Show that this quasi-geodesic ray is not Gromov hyperbolic?

Question

Consider the spiral (t, log(1+t)) (given in polar coordinates); it inherits the Euclidean metric from the plane. I have to show that this spiral (a quasi-geodesic) is not Gromov hyperbolic. In other words, it isn't hyperbolic for any > 0. I've been stuck on this problem for a while now. My professor suggested that I should use the 4-point condition, but I haven't gotten anywhere with that either. Any ideas?

Answer 1

Hints:

Step 1. Show that your spiral is Hausdorff-close to the spiral $S$ given in polar coordinates by the parameteric equation $$ (r, \log(r)), r\ge 1. $$

Step 2. Verify that the spiral $S$ is not 0-hyperbolic.

Step 3. Verify that the spiral $S$ maps into itself under the sequence of dilations $$ f_n: (r, \theta)\mapsto (e^{2\pi n} r, \theta), n\in {\mathbb N}, $$ i.e. $f_n(S)\subset S$ for each $n$.

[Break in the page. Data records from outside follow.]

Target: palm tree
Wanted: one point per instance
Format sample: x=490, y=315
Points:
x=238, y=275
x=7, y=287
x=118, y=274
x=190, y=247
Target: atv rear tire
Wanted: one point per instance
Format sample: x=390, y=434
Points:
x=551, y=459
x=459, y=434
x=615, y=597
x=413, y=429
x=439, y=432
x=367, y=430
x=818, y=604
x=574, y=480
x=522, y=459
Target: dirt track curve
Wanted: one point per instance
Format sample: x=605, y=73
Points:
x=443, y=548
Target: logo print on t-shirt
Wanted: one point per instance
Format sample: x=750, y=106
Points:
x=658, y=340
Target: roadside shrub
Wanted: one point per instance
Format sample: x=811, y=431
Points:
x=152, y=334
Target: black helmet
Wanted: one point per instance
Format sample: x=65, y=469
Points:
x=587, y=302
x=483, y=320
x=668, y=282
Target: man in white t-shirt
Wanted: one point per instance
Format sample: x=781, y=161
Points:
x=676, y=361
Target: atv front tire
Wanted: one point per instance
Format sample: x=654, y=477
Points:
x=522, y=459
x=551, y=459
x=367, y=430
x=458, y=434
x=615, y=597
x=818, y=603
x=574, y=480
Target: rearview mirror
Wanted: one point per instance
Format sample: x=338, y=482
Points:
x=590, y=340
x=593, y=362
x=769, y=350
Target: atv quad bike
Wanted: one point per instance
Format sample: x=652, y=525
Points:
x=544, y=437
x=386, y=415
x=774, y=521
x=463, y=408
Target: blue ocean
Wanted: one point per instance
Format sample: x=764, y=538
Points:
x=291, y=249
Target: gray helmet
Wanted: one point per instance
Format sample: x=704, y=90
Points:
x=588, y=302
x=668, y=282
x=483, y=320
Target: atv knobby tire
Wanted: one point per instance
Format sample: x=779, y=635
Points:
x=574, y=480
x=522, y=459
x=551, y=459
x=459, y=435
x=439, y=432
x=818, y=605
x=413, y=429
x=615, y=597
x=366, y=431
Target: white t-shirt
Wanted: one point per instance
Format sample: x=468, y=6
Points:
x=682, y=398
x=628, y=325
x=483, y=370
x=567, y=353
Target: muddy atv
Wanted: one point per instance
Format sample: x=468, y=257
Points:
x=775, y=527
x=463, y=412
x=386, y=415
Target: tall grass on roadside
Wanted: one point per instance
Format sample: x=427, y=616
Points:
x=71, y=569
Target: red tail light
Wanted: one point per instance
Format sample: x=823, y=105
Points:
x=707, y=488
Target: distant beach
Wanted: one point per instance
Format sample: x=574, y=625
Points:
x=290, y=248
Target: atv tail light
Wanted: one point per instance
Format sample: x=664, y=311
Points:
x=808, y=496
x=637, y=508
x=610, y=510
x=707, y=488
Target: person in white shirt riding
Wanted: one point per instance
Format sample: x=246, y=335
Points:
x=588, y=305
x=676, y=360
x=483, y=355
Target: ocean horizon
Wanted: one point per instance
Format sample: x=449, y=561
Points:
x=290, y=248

Step 4. Combine steps 2 and 3 to conclude that $S$ is not $\delta$-hyperbolic for any $\delta<\infty$.

Step 5. Make the same conclusion for the original spiral using Step 1 and your knowledge (I assume you know this staff) that the 4-point hyperbolicity is preserved under $(1,C)$-quasi-isometries.